May Day protester jailed and lashed

Atefeh Rangriz, an Iranian researcher

by Atousa Pilger

Atefeh Rangriz, an Iranian researcher that was arrested during the mass protests in Tehran on 1st May this year, has been handed an 11 year prison sentence and 74 lashes.
Reports on social media indicate that Rangriz's lawyer was informed of the sentence that was issued by Judge Mohammad Mogheiseh, a notorious judge that serves on bench 28 of the country’s Revolutionary Court.



Protests gathered in front of the Majles, or Parliament, building on the occasion of Labour Day. There were 35 arrests. Some of the activists have since been released from prison but there are a number of others who remain in jail and are being handed long prison terms and lashes.

Marzieh Amiri, a newspaper reporter, was sentenced to 148 lashes and 10 years in prison.

Human rights organisations and activists have been calling on the regime to release all of those that were detained on 1st May this year. Labour unions in many different countries have been concerned about the regime’s treatment of protesters for a long time, but the situation remains critical.

Rangriz issued an open letter last month in which she described the conditions that she has to endure in Qarchak Prison in Varamin. She described the prison as “hell” and pointed out that each ward holds between 120 and 150 prisoners. On the mothers’ ward, she said that children “see neither night, nor their father, nor the outdoors” and that their fate is “doomed from the very beginning”.

She also said that 12 people and all of their belongings are forced to exist on a small space measuring around eight metres. They are constantly threatened and their health is severely compromised.

Rangriz wrote: “Most (inmates) have to devote themselves to employment (forced labor) workshops to forget about the long hours of the day, just so that they can buy twenty minutes to contact outside.”

Amnesty International and numerous other human rights organisations have been drawing attention to the situation in Iran. They have called the regime out for its horrific prison conditions and are calling on the regime to put an immediate halt to executions.

Iran has the highest execution per capita rate in the world and many people are sentenced to death for minor crimes.
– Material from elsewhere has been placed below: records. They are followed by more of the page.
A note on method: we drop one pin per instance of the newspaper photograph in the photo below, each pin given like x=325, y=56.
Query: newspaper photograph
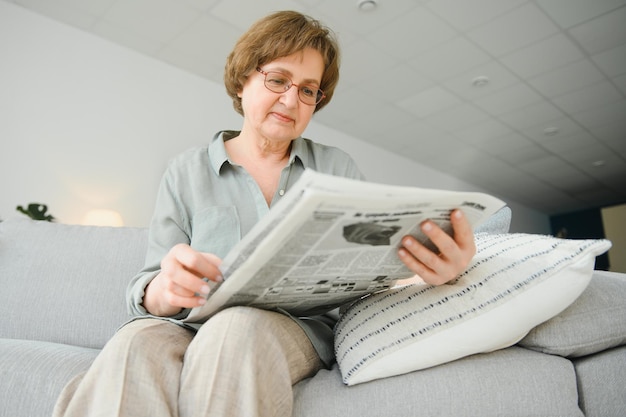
x=333, y=240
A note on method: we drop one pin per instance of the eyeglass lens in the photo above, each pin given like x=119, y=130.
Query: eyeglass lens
x=279, y=83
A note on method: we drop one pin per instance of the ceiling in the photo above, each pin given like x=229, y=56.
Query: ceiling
x=547, y=129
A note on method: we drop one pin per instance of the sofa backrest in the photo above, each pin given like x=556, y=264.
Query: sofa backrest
x=66, y=283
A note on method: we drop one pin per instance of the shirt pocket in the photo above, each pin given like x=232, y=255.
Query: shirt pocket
x=215, y=230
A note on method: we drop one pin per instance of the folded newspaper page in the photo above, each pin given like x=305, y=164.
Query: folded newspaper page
x=332, y=240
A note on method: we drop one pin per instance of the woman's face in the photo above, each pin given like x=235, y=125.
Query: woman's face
x=281, y=116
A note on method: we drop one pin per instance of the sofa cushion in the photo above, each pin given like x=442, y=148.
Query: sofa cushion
x=509, y=382
x=596, y=321
x=515, y=282
x=66, y=283
x=32, y=374
x=601, y=387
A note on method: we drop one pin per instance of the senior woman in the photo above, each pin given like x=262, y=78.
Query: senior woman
x=242, y=361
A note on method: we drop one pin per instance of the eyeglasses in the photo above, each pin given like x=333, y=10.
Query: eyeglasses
x=278, y=82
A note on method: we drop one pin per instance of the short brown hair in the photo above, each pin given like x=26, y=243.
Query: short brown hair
x=275, y=36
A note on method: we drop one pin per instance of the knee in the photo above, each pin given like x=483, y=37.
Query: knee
x=151, y=336
x=241, y=325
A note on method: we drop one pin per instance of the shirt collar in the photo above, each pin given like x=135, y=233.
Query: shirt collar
x=219, y=157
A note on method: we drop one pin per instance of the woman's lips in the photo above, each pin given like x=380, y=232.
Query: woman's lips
x=282, y=117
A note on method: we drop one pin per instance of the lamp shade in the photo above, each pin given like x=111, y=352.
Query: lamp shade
x=102, y=217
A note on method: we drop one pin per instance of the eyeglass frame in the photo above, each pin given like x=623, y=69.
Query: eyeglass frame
x=320, y=93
The Iranian regime also ignores international norms and conventions when it comes to the treatment of child offenders.


Earlier this year, Amnesty International drew attention to the execution of two Iranian males that were under the age of 18. It reported: “The Iranian authorities have flogged and secretly executed two boys under the age of 18, Amnesty International has learned, displaying an utter disdain for international law and the rights of children. Mehdi Sohrabifar and Amin Sedaghat, two cousins, were executed on 25 April in Adelabad prison in Shiraz, Fars province, southern Iran. Both were arrested aged 15 and convicted on multiple rape charges following an unfair trial.”

The people of Iran have made their will heard. They want the clerical regime to collapse and they want a leadership that will value freedom, human rights and democracy.